Lexemes are unhashable (v0.101.0)
bwegge opened this issue · 6 comments
When I try to add Lexemes to a set or dict, it fails since Lexemes are unhashable:
cat = nlp.vocab['cat']
dog = nlp.vocab['dog']
my_animals = {cat, dog}
Traceback (most recent call last):
File "<ipython-input-30-8ffec97fae23>", line 1, in <module>
my_animals = {cat, dog}
TypeError: unhashable type: 'spacy.lexeme.Lexeme'
Maybe lexeme.orth can be used (together with lexeme.lang) as hash value?
Another funny observation is that looking up the same word multiple times through nlp.vocab[word]
produces Lexemes at different addresses (although comparison works thanks to the newly implemented rich comparison):
nlp.vocab['cat']
Out[17]: <spacy.lexeme.Lexeme at 0xe865401e10>
nlp.vocab['cat']
Out[18]: <spacy.lexeme.Lexeme at 0xe865401d80>
To save memory, the Lexeme class is a wrapper around the LexemeC struct. So the Python objects are indeed created afresh each time. You can see the implementation here: https://github.com/spacy-io/spaCy/blob/master/spacy/lexeme.pyx#L31
Adding a __hash__
method is a good idea though. Will do.
Sounds reasonable, thanks for the explanation!

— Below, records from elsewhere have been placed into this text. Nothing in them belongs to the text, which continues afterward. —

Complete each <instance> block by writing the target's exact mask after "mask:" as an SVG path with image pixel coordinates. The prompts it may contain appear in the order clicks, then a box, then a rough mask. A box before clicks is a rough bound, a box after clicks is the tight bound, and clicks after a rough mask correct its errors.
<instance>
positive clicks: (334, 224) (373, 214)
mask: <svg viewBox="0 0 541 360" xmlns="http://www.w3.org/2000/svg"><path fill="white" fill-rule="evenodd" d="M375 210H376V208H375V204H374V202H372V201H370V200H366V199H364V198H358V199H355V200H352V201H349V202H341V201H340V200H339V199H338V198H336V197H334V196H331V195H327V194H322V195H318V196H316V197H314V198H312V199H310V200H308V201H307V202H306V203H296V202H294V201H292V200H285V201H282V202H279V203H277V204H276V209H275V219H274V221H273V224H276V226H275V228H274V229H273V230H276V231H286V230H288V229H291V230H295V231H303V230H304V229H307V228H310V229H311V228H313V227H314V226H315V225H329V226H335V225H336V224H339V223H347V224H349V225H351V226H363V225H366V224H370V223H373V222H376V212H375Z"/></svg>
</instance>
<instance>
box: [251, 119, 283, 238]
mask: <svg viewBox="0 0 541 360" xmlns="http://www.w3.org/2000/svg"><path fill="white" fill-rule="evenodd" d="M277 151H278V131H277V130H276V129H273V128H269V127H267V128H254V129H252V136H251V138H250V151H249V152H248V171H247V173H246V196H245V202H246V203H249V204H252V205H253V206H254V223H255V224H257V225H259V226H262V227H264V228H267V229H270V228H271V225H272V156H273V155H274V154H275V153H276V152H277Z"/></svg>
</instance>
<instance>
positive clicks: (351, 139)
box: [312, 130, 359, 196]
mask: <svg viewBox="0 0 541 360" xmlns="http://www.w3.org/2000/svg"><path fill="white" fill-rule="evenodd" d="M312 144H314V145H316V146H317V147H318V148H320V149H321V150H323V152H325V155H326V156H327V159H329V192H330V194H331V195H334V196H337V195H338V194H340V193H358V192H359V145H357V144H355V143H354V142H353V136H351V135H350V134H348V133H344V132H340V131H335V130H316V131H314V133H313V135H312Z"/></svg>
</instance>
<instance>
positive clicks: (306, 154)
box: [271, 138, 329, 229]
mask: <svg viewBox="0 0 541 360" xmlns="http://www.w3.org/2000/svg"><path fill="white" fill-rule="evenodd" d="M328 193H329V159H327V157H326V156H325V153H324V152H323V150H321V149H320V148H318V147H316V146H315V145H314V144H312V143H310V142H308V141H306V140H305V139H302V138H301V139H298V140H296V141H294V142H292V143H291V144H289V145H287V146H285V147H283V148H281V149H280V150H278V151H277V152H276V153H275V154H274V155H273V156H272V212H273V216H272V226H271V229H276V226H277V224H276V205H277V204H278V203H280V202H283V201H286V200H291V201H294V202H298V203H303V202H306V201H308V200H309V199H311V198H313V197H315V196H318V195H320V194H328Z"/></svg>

Is there a workaround for this in the meantime? I'm new to NLP and trying to follow this guide, specifically the part where it mentions word vector representations.
@lylebrown
Replace the curly braces ({ }) with square brackets ([ ]) in the following line:
allWords = list({w for w in parser.vocab if w.has_vector and w.orth_.islower() and w.lower_ != "nasa"})
Btw the line should probably be:
allWords = [w for w in parser.vocab if w.has_vector and w.is_lower and w.lower_ != "nasa"]
The old .repvec
property is now named .vector
, too.
The __hash__
method will be there in the next release.
This thread has been automatically locked since there has not been any recent activity after it was closed. Please open a new issue for related bugs.